Lifestyle and Environmental Modulators
External factors related to diet and lifestyle can modulate the internal environment, indirectly fueling fibroid growth by altering hormone balance and inflammatory states. Obesity is a risk factor because adipose (fat) tissue produces and stores estrogen, leading to higher circulating levels of the hormone. This increased estrogen exposure provides more growth fuel for the fibroid cells.
Several lifestyle factors are associated with fibroid risk:
- Vitamin D deficiency has been linked to a higher risk, suggesting adequate levels may inhibit fibroid cell proliferation.

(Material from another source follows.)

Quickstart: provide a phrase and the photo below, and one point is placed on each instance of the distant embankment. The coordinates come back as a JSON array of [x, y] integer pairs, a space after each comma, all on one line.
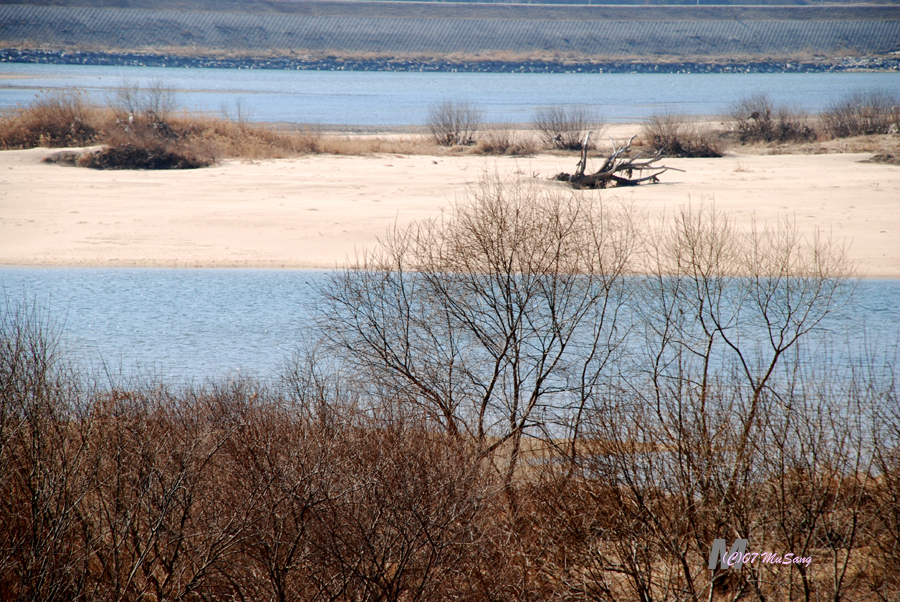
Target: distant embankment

- High consumption of red meat has been associated with an increased risk.
- Alcohol consumption, particularly heavy drinking, is positively associated with fibroid risk, possibly by affecting hormone metabolism or increasing inflammation.
Maintaining a healthy weight and ensuring sufficient intake of fruits and vegetables, which contain anti-inflammatory and hormone-regulating compounds, can help mitigate these environmental influences.